One effect of such policies is the deterioration of the terms of trade and the slowdown of real income growth in both the United States and the European Union. Consumers will suffer. If China decides to retaliate – which is likely – we could be at the beginning of a new global trade war and at the end of the international division of labor, depending on the escalation of the conflict. Productivity growth will continue to slow. In the end, everybody will lose.

China is the new scapegoat, just as Japan had been several decades ago. Since the middle of the 2010s, it is the world’s export champion, following the EU-27 in that role.

Since the beginning of the century nominal Chinese goods exports have expanded at an average annual rate of 12.7% (at actual exchange rates), outpacing competitors by a wide margin: EU-27 5.3% (Germany 5.0%), US 4.6% and Japan 2.3%. China’s national saving rate continues to be higher than that of other countries and it invests a larger share of its output into the expansion of the capital stock. For years to come, the international competitiveness is therefore bound to improve further. China can only be stopped by an all-out trade war.

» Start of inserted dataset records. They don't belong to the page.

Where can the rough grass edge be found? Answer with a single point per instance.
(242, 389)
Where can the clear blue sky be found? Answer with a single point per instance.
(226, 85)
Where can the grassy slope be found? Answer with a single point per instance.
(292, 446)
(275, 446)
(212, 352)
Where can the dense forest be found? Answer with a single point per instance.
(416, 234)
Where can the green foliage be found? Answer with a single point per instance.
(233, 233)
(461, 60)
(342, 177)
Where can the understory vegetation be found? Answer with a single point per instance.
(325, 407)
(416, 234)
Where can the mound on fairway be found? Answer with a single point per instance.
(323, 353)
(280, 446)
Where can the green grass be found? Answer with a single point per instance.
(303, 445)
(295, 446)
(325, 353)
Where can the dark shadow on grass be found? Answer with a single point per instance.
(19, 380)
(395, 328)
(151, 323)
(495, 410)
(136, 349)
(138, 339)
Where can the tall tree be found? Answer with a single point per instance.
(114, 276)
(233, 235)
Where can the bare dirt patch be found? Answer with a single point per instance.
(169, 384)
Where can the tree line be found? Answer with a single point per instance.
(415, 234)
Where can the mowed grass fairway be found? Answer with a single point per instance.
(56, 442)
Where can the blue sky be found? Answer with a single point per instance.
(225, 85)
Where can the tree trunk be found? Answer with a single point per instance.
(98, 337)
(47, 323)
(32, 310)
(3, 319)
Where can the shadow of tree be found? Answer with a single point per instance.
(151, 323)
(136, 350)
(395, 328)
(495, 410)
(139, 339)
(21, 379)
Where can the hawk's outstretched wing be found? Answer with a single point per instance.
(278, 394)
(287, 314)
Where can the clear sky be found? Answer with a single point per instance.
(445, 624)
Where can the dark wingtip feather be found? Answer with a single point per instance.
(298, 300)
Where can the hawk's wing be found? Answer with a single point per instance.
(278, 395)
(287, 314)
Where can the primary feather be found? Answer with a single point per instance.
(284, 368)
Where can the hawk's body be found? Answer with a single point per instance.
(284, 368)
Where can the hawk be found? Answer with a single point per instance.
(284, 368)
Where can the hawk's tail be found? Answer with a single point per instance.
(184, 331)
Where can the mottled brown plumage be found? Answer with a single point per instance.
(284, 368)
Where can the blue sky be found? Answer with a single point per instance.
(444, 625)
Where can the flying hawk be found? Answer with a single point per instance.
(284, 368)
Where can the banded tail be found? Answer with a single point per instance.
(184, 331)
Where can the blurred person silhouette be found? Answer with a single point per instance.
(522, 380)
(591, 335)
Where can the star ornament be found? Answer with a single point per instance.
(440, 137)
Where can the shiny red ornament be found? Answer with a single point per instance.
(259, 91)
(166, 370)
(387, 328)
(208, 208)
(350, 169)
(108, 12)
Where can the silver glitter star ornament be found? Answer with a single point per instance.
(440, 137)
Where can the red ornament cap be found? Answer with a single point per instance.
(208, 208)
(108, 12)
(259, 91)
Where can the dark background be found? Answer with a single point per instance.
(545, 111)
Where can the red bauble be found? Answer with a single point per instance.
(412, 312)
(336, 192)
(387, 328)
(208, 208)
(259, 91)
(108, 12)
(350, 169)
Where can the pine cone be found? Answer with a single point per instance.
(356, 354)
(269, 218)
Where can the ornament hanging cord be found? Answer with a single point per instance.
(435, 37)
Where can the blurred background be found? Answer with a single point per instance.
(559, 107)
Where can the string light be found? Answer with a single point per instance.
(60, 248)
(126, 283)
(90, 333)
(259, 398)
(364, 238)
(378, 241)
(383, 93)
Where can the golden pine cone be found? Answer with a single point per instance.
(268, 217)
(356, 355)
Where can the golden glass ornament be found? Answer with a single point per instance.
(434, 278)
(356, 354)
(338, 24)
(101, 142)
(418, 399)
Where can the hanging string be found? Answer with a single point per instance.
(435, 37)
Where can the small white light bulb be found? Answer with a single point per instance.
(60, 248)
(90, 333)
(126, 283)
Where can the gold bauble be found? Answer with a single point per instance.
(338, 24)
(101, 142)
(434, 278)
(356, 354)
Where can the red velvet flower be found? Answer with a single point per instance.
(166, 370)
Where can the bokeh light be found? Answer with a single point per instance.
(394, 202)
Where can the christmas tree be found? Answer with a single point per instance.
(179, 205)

But even in such a case, China is relatively well positioned, given its huge and rapidly growing domestic market, with 1.4 billion citizens – it is less dependent on foreign events than smaller countries, including the United States. In addition, it can turn to markets in Africa, the Near East, the rest of Asia and Latin America, which are all in catch-up mode and do not mind importing cheap (and not so cheap) Chinese stuff.

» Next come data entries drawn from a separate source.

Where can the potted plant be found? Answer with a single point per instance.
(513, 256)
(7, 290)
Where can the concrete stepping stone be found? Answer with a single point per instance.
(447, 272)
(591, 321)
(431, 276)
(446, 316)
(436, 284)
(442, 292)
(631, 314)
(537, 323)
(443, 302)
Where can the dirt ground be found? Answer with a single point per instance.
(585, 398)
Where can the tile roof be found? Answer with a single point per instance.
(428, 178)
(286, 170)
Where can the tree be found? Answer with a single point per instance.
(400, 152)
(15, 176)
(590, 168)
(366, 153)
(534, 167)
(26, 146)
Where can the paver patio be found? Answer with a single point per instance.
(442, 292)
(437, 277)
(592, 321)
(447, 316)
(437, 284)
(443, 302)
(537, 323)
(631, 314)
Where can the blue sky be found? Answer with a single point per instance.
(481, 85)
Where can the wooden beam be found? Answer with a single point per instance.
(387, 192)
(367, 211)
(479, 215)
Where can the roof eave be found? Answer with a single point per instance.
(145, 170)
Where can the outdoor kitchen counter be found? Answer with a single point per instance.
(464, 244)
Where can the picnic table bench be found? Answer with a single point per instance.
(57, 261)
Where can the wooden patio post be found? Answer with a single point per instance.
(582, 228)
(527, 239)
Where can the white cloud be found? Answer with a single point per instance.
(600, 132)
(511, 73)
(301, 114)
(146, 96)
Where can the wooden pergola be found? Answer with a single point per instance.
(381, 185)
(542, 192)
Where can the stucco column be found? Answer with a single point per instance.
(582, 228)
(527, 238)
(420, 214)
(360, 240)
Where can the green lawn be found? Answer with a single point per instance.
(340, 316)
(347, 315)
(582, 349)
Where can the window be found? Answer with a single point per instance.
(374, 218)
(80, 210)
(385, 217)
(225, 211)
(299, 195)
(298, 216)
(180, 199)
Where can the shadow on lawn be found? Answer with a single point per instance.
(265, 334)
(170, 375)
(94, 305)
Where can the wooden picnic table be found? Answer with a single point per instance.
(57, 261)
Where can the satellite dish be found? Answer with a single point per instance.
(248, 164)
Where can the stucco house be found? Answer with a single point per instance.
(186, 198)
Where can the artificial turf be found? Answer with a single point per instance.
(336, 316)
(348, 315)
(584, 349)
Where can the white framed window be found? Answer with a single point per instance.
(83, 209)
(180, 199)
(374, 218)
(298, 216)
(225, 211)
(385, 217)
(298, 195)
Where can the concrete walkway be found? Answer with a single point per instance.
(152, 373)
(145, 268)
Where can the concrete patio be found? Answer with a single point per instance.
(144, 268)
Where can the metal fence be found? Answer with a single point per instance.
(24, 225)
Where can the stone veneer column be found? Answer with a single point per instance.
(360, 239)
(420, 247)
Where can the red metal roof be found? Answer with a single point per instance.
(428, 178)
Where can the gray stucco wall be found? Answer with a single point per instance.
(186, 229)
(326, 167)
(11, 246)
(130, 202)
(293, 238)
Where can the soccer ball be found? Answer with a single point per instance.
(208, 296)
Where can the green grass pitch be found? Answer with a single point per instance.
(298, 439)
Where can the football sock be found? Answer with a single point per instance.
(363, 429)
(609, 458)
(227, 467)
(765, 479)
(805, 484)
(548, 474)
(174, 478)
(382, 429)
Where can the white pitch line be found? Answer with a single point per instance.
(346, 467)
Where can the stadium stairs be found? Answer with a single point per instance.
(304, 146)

In other words: China is quickly becoming the world’s major economic force. For Europeans this means they should not participate in a new trade war and rather follow the time-honored rule to “join them if you can’t beat them”. They should provide stronger incentives to invest directly in the old continent, preferably without spending taxpayer money on such a strategy. The process is already underway but is only just beginning.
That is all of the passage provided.